According to experts the radioactivity is not evenly spread in circles: there are places outside the 30km zone more radioactive than inside it. “In some places between 30-50km from the reactor, the reading was above 100 microsieverts per hour,” says Jan Vande Putte, Greenpeace International’s radiation expert who is part of a team monitoring the outskirts of the evacuation zone. “You were irradiated but if you didn’t spend too much time it is okay at the current radiation levels. But if something goes really wrong inside the plant you have a chance not to survive it.”
How far before it is safe? The road away winds into the mountains and eventually arrives at a town called Tamura-shi, between 20-30km away from the crippled plant. It too is eerily quiet, a Marie Celestefor the atomic age. Hironobu Matsumoto and his son Makoto drive another pick-up down the empty main street. “Almost everybody left after the earthquake,” recalls Makoto. “We can’t because we have a sick old person inside our house who can’t be moved.
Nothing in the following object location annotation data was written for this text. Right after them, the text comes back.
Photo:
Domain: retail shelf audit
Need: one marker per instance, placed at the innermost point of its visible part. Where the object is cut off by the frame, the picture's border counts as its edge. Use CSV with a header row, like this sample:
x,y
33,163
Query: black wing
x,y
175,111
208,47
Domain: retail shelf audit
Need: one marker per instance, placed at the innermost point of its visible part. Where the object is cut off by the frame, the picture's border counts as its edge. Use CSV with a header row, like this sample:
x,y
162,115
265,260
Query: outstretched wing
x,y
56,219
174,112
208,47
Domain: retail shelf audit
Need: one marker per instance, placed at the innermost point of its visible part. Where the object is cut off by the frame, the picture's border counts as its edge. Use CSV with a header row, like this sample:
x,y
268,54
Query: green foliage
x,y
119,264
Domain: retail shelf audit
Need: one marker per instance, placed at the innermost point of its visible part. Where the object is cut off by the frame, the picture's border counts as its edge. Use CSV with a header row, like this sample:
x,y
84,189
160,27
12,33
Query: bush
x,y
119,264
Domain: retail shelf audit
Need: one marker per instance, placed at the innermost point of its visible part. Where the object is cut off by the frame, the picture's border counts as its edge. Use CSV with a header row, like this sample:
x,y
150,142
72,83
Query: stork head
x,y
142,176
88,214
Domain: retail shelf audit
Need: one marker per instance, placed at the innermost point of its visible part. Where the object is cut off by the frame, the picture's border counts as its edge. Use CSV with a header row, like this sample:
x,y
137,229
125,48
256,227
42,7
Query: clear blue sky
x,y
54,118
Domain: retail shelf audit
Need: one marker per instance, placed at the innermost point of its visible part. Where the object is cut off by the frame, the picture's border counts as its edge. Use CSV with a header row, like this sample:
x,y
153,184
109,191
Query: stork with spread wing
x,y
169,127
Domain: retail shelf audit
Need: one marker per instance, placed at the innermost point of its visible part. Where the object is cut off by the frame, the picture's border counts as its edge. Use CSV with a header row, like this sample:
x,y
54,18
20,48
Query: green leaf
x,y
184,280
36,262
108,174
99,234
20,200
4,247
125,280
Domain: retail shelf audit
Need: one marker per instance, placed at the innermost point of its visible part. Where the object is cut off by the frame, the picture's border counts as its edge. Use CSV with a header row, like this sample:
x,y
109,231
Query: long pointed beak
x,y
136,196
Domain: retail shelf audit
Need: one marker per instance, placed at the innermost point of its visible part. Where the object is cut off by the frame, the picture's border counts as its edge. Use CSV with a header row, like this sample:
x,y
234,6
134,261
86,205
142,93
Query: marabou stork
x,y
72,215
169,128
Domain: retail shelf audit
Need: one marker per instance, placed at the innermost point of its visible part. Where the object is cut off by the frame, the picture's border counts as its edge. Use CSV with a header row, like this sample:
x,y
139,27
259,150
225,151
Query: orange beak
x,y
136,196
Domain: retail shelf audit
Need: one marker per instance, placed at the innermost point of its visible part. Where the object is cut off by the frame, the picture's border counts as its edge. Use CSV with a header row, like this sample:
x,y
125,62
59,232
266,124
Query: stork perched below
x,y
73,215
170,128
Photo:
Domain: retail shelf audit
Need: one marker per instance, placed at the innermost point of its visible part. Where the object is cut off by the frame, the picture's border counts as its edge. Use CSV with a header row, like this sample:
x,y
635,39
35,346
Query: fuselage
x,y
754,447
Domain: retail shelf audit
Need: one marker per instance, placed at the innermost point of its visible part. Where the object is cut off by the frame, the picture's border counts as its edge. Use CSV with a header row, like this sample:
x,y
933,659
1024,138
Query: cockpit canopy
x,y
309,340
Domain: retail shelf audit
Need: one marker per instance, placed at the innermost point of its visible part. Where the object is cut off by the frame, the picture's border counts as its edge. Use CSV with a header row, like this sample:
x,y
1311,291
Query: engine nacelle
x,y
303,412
But there aren’t many like us . . . I mean, who knows what will happen to the nuclear plant?”
Outside the deserted police station, another local man stops his car to talk. Kingo Watanabe (86) has been here since March 11th, and isn’t moving. Isn’t he afraid of the radiation? “Compared to what happened in the war , I’m not afraid,” he says. When the Americans bombed Tokyo, he was assigned to an anti-aircraft battery. But the Americans kept coming. “We lived through Hiroshima and Nagasaki and the radiation then was far worse. I’ll live through this.”